WattsUpWithThat summarizes recent scholarly work on the efficacy of vitamin D for alleviating and preventing COVID-19 infection.
Evidence that Vitamin D supplementation could reduce risk of influenza and COVID-19 infections and deaths (Grant et al., Nutrients, April 2, 2020) found that “through several mechanisms, vitamin D can reduce risk of infections. Those mechanisms include inducing cathelicidins and defensins that can lower viral replication rates and reducing concentrations of pro-inflammatory cytokines that produce the inflammation that injures the lining of the lungs, leading to pneumonia, as well as increasing concentrations of anti-inflammatory cytokines.”
The paper provided some interesting evidence that Vitamin D reduces Chinese-virus risk: “The outbreak occurred in winter, a time when 25-hydroxyvitamin D concentrations are lowest; the number of cases in the Southern Hemisphere near the end of summer are low; that vitamin D deficiency has been found to contribute to acute respiratory distress syndrome; and that case-fatality rates increase with age and with chronic disease comorbidity, both of which are associated with lower 25(OH)D concentration.”

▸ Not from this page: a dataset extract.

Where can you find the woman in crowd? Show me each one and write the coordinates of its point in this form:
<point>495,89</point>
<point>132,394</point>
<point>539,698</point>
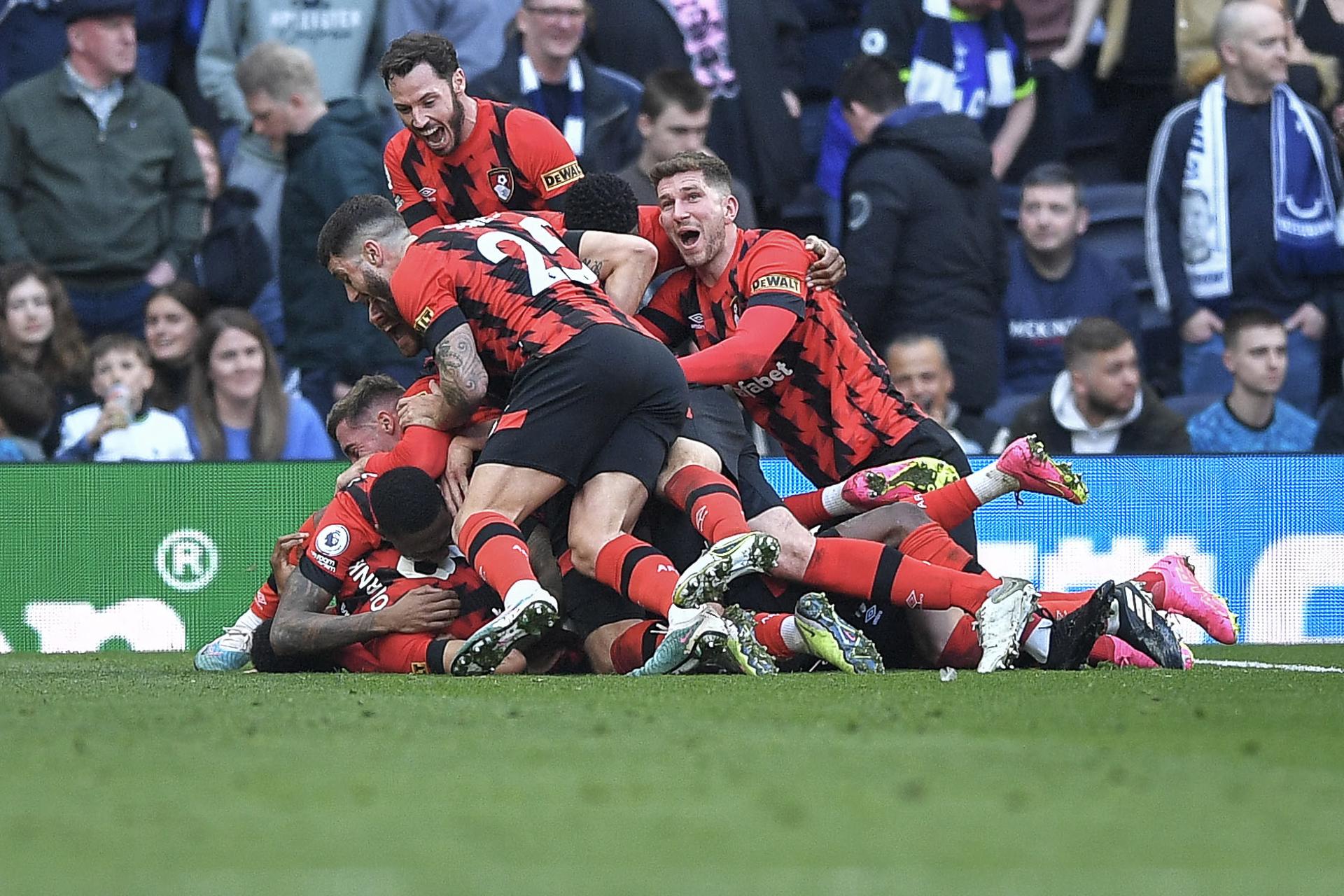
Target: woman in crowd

This might also explain high rates of death among African-Americans:
Vitamin D deficiency is common not only in dark-skinned people, whose pigment blocks sunlight, but also in obese people, where the vitamin gets sequestered in fat cells; in those with Type 2 diabetes, where Vitamin D improves sensitivity to insulin; in the elderly, who avoid the sun and eat less; city dwellers, who see less of the sun; and men, who have lower Vitamin D levels than women in the winter. All of these groups are more likely to suffer severely if infected with the Chinese virus. ...
Patterns of COVID-19 Mortality and Vitamin D: An Indonesian Study (Rahasurun et al., April 26, 2020: https://ssrn.com/abstract=3585561) looked at 780 patients. “… the majority of the death cases were male and older and had pre-existing conditions and below-normal Vitamin D serum levels … with increasing odds of death. When controlling for age, sex, and comorbidity, Vitamin D status is strongly associated with COVID-19 mortality outcome …”
Vitamin D insufficiency is prevalent in severe COVID-19 (Lau et al., doi: https://doi.org/10.1101/2020.04.24.20075838) found that 11 of 13 intensive-care patients were deficient in Vitamin D, compared with only 4 of 7 not requiring intensive care. All Chinese-virus patients under 75 had Vitamin D deficiency.
Prevalence and correlates of Vitamin D deficiency in U.S. adults (Forrest & Stuhldreher, Nutr. Res., January 2011) studied almost 5000 patients and found that 42% were deficient in Vitamin D, but that 69% of Hispanics and 82% of black patients were deficient. “Vitamin D deficiency was significantly more common among those who had no college education, were obese, with a poor health status, hypertension, low high-density lipoprotein cholesterol level, or not consuming milk daily.”